Total Variation Distance (TVD) - Amazon SageMaker

# Total Variation Distance (TVD)

The total variation distance data bias metric (TVD) is half the L1-norm. The TVD is the largest possible difference between the probability distributions for label outcomes of facets a and d. The L1-norm is the Hamming distance, a metric used compare two binary data strings by determining the minimum number of substitutions required to change one string into another. If the strings were to be copies of each other, it determines the number of errors that occurred when copying. In the bias detection context, TVD quantifies how many outcomes in facet a would have to be changed to match the outcomes in facet d.
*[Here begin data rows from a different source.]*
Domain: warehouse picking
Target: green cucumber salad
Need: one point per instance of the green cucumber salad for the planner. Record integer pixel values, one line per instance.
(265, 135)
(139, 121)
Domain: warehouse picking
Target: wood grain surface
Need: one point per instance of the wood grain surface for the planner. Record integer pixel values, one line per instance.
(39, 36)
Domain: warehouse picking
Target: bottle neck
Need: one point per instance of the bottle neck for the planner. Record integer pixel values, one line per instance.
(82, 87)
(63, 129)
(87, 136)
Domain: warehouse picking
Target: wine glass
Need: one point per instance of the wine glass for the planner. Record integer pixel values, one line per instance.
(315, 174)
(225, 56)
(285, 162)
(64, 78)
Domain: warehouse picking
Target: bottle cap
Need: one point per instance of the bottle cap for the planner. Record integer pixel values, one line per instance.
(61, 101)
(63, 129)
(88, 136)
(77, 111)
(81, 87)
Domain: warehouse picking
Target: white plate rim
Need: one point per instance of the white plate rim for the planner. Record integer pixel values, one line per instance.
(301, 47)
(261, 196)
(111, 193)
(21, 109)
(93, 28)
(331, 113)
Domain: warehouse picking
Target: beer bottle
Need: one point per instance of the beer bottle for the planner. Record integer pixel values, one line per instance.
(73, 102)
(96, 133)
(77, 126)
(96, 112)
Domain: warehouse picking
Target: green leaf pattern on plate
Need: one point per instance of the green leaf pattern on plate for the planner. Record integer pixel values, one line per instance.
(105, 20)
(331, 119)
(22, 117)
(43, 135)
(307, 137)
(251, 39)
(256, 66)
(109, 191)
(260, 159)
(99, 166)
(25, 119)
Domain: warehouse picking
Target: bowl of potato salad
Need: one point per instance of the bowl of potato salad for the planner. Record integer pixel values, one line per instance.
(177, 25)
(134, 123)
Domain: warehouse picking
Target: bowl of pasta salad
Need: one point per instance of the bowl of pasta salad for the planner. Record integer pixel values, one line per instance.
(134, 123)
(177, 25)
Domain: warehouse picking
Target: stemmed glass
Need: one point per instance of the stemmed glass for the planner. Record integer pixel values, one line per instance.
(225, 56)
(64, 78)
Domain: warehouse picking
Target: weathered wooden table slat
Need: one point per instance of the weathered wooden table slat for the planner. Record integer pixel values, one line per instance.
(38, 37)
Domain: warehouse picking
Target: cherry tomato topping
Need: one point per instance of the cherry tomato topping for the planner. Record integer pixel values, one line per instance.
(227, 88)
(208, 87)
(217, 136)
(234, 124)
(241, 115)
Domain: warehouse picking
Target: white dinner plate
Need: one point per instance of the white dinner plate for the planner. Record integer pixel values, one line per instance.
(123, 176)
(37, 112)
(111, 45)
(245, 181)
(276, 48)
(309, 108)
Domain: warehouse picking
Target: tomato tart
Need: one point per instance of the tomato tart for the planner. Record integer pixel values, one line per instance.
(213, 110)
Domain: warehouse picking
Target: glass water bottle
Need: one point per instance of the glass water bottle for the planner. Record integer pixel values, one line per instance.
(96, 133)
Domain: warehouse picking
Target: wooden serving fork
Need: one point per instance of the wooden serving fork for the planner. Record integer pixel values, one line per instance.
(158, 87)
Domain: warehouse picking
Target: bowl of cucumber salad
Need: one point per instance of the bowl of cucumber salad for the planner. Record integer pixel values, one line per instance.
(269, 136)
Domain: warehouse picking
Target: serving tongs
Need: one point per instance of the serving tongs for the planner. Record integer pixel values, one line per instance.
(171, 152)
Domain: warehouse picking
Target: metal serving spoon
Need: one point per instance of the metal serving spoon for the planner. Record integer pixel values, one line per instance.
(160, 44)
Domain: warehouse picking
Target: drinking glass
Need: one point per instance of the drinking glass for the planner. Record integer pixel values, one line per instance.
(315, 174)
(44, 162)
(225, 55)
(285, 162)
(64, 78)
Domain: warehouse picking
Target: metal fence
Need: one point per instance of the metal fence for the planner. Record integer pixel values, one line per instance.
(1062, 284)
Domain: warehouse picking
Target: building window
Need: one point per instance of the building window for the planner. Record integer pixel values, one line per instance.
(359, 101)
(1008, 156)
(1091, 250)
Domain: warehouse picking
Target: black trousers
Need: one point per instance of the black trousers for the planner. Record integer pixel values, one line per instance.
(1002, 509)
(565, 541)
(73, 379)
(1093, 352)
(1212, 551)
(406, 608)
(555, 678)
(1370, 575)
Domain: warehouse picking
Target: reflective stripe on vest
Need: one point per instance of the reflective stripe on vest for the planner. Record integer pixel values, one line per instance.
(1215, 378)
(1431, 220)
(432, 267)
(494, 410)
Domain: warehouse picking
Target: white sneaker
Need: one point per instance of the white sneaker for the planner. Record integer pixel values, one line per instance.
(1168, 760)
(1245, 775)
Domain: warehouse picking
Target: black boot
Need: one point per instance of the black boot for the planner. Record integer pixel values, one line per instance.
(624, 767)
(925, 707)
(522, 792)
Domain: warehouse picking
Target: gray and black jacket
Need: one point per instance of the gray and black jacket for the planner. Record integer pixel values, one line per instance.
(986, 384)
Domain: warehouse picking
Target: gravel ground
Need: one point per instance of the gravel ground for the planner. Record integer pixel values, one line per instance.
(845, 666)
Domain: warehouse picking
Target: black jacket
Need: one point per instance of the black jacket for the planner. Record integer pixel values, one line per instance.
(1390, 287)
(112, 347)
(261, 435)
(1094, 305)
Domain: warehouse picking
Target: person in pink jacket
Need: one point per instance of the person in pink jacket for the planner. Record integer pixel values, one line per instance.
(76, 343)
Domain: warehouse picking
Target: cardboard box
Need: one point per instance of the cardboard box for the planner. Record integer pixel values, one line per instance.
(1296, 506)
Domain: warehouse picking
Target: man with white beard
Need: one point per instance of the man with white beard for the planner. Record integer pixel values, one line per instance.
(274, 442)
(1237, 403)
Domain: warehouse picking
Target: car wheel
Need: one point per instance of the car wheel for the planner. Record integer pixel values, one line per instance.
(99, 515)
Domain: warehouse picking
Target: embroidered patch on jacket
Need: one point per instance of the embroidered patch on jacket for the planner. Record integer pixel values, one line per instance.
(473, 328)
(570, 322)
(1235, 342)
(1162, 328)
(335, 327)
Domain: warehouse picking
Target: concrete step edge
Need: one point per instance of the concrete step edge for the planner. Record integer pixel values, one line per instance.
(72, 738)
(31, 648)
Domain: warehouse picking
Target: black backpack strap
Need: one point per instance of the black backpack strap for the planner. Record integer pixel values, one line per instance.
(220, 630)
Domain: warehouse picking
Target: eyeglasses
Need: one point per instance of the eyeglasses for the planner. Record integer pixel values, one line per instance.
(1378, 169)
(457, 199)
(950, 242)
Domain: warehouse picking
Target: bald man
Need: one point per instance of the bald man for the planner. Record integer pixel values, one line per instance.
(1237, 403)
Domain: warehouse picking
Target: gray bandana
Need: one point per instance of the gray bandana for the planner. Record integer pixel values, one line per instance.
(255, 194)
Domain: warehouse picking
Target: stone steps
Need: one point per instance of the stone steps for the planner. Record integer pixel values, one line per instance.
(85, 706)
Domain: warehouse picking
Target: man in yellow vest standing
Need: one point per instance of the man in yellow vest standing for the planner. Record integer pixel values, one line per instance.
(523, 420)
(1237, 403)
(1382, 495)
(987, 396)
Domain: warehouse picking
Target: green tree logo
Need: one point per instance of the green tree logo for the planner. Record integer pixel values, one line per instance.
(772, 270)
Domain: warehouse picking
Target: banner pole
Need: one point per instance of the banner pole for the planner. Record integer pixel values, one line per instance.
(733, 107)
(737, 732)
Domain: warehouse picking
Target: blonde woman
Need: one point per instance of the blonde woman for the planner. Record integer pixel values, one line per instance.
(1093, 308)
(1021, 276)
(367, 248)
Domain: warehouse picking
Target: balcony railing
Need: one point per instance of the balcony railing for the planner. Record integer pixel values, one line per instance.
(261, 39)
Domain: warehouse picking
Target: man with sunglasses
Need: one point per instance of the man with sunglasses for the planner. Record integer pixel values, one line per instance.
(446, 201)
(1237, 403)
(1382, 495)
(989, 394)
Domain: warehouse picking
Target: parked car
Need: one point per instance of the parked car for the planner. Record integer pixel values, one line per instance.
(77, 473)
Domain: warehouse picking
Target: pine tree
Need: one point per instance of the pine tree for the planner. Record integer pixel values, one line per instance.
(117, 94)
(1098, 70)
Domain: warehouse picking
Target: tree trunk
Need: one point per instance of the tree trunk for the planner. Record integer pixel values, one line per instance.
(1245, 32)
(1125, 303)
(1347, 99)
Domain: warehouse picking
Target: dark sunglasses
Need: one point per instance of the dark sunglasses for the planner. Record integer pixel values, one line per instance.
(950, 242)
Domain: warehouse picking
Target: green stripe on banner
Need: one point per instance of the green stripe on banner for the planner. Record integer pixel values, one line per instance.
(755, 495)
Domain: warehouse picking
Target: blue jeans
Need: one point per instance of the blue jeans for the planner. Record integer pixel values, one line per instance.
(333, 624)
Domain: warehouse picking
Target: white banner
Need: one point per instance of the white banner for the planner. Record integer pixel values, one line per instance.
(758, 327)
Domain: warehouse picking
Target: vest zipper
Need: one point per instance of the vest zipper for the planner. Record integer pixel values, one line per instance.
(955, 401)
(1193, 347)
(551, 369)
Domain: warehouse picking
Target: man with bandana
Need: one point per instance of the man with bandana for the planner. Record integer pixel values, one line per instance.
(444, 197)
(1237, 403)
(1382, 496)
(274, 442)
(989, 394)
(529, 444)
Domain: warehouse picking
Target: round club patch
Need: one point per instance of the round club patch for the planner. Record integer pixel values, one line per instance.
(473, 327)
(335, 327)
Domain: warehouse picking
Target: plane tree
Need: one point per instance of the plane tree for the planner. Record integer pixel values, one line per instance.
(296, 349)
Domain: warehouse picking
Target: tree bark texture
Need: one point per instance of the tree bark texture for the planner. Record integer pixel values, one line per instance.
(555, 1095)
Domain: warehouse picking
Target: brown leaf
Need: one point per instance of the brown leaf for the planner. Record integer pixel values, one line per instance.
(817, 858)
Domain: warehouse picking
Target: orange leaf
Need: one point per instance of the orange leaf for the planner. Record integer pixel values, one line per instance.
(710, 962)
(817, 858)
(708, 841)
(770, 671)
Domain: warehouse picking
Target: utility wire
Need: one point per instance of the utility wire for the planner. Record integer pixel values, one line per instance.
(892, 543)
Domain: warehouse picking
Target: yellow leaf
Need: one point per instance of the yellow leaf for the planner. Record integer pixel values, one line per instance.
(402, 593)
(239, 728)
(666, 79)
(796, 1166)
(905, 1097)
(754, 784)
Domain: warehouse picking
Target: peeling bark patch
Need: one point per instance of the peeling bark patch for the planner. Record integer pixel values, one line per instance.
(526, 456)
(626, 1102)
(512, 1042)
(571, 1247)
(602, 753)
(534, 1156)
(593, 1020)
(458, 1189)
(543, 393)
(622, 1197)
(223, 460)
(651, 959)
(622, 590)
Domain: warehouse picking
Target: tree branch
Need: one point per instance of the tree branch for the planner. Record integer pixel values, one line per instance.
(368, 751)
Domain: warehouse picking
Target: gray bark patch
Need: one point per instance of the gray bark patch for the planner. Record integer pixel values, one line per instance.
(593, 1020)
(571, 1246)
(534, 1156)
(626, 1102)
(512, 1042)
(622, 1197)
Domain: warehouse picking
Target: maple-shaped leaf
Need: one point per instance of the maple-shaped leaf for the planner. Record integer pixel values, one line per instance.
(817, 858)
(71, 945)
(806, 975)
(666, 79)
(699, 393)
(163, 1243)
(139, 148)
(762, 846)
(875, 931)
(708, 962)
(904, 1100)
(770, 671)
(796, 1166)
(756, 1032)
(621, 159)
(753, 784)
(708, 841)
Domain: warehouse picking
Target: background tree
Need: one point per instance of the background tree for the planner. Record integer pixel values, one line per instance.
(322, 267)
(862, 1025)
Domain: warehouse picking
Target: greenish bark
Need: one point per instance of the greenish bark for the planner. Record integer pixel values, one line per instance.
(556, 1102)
The formula for the Total variation distance is as follows:

TVD = ½*L1(Pa, Pd)

For example, assume you have an outcome distribution with three categories, yi = {y0, y1, y2} = {accepted, waitlisted, rejected}, in a college admissions multicategory scenario. You take the differences between the counts of facets a and d for each outcome to calculate TVD. The result is as follows:

L1(Pa, Pd) = |na(0) - nd(0)| + |na(1) - nd(1)| + |na(2) - nd(2)|

Where:

• na(i) is number of the ith category outcomes in facet a: for example na(0) is number of facet a acceptances.

• nd(i) is number of the ith category outcomes in facet d: for example nd(2) is number of facet d rejections.

The range of TVD values for binary, multicategory, and continuous outcomes is [0, 1), where:

• Values near zero mean the labels are similarly distributed.

• Positive values mean the label distributions diverge, the more positive the larger the divergence.